All the twins needed was a run of good luck to get back on their feet. They didn’t have much, but they had a 1999 Chevrolet Monte Carlo and the help of their father – another Contributor vendor named Michael Duke Sr.
But the car overheated and grew decrepit. Michael had sustained a number of injuries with no way to treat them, and without high school diplomas or GEDs, work opportunities were few and far between. They were able to stay with their father for a bit, but before long they were on the streets of Nashville, camping out in the woods to avoid trouble.
They had tried to enlist in the military before all this, but were rejected for health-related reasons. When Michael II was young, he dreamed of building helicopters and airplanes. All that had blurred into memory – now, the twins just needed a home.
Michael Sr. helped them sign up with The Contributor to make a little money, and to seek assistance with housing. But in their way was a long wait through the winter months, storms, and long days on the road selling.
“It was hard, but we made it through,” Matthew said. “The winter, the heat, walking back and forth for 12, 18 hours a day.”
“It breaks your body down, it really does. Out in that sun, walking constantly,” Michael said.
But after months of persistence, the twins have a home.
They got a call from The Contributor at the end of April saying their name had been pulled on a housing waitlist, and they jumped at the opportunity. Since then, they’ve been working on furnishing their new room at Parthenon Towers.
The brothers recalled the move-in experience in abject disbelief.
“I’m still not processing that it’s ours.

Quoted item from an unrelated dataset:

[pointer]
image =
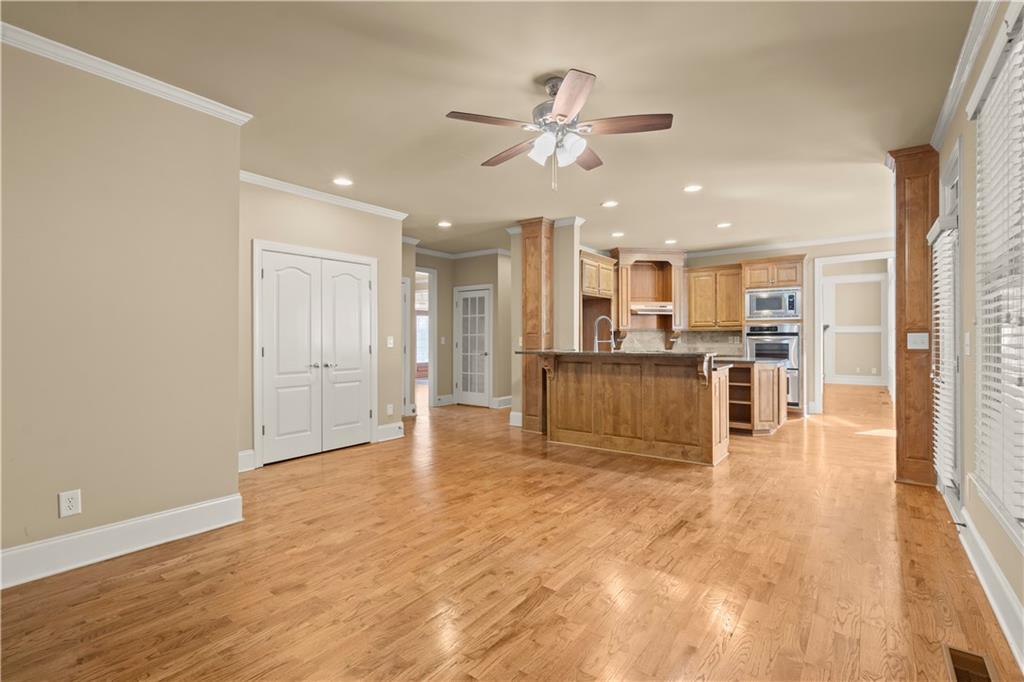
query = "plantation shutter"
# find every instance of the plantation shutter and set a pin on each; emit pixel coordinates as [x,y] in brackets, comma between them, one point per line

At the end of the day, I’m still thinking, like, this ain’t true,” said Michael. “Being homeless, we got so used to it for every single day, I’m still processing it.”
“There ain’t nothing like your own spot,” Matthew said.
Michael and Matthew agreed that they had a story to tell after surviving so much, with the caveat that they weren’t sure how to put it into words. But when Michael summed up their journey in Nashville so far, it didn’t take many words to spell out the resilience this city’s homeless community manifests daily.
“It was hard,” he said. “But we made it.”